Wait a minute, we’re not traveling to Italy until tomorrow…but we spent the day in Arles exploring Roman architecture. 

The biggest site in town is the amphitheatre, or coliseum.  Glimpses through different side streets pull you even closer like the hub it has always been.  Huge in scale, some seating is till original and large towers give sweeping views of the city and Rhone.  Built in 90 AD it’s hard to imagine all the events that have taken place in this building.  Walking around and around, I tried to imagine it filled with 20 000 screaming fans as gladiators ripped apart animals, but it was hard.  From Medieval times to the 1830’s, it was bricked up and used as a fortified city.  212 housed and 2 churches made their home in the security of this fortress.  Brian scoped out several indents where floor beams had been inserted, and hinges for doors had been drilled, as well as a fireplace opening.  After the 1830’s it’s been used for local bull-fights and has been undergoing extensive renovations.   Sandblasters pierced our ears and evidence of new stone was everywhere.  Part of me was sad to see the old stone replaced like this.  But if it wasn’t done, there would be nothing left to see!  Also, who’s to say what is ‘original’ and what is not after so long a time.  For a building as old as this, I believe a few renovations have taken place over the years!

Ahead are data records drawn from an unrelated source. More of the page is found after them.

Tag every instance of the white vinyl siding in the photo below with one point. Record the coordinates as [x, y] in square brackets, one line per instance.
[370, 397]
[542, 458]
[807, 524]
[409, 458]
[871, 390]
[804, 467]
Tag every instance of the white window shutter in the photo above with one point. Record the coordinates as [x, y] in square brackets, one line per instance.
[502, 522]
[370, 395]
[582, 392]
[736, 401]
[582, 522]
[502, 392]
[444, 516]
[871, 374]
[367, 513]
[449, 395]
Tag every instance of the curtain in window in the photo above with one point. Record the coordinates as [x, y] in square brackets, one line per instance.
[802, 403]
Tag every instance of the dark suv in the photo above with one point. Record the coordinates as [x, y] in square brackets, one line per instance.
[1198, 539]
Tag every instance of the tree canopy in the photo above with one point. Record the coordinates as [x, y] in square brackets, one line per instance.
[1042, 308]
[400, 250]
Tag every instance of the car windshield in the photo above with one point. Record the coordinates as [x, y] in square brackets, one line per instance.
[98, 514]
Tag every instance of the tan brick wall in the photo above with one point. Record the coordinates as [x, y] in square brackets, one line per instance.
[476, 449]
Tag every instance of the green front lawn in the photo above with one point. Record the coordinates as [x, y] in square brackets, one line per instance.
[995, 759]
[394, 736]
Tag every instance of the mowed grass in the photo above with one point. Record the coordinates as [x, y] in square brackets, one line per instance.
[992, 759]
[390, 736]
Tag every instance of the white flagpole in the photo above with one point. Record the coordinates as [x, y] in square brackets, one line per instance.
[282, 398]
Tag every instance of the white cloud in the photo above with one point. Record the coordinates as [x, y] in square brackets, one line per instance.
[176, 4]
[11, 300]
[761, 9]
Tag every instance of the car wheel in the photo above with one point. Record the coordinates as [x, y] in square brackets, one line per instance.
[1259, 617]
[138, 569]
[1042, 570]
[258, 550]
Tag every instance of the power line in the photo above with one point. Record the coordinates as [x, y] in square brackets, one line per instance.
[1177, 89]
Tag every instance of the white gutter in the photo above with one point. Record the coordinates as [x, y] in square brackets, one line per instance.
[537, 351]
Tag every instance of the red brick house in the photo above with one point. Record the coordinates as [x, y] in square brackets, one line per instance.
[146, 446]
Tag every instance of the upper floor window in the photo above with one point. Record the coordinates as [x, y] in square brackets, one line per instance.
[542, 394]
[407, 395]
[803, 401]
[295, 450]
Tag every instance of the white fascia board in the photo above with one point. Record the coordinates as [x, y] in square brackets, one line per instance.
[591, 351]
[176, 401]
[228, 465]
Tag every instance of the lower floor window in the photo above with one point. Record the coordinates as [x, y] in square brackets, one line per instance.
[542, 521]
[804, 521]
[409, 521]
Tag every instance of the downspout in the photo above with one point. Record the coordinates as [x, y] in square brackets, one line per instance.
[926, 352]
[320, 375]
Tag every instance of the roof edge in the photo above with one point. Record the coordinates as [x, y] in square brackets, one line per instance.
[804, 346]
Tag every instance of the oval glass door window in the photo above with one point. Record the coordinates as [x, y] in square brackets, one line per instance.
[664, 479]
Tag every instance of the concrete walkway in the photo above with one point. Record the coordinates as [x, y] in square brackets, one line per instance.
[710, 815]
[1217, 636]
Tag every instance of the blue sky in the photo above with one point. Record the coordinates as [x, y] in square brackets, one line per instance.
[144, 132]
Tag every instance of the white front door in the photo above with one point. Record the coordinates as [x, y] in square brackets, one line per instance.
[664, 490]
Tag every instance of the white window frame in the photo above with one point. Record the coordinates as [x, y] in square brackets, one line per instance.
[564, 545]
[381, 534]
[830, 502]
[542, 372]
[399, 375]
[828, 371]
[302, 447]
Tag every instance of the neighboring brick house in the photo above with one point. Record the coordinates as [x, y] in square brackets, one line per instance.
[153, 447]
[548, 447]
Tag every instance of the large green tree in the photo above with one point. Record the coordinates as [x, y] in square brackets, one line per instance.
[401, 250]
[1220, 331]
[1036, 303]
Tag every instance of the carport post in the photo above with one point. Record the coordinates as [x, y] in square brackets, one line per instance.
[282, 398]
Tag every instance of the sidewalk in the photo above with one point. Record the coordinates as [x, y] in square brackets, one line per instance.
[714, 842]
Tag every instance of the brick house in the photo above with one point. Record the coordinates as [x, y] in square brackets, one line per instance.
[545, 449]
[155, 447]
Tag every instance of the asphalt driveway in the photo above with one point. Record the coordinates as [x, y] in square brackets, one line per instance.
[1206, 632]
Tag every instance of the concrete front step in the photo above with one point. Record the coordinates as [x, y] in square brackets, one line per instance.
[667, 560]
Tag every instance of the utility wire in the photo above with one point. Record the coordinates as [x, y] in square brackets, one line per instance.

Just down the street was the Theater Antique, or Classical Theater.  A century older than the amphitheater, it was a semi-circular shape and only seated 10 000.  Not much remains but 2 columns, 6 bits of columns, and piles and piles of rubble with fantastic carvings on them.  It’s amazing to think of a nation who worked so hard to conquer other lands.  And not just conquer, but build amazing structures, theaters, coliseums, walls, and aqua-ducts.  And other nations didn’t even really resist.  They knew the status to being ’Roman’ and that it would bring them instant infrastructure, roads, money, etc. 

But enough of all this Roman talk - we’re in France after all!  Italy will come when we set sail tomorrow night.  For now we’re dining on our last few snipits of cheese, provincial bread and aioli sauce.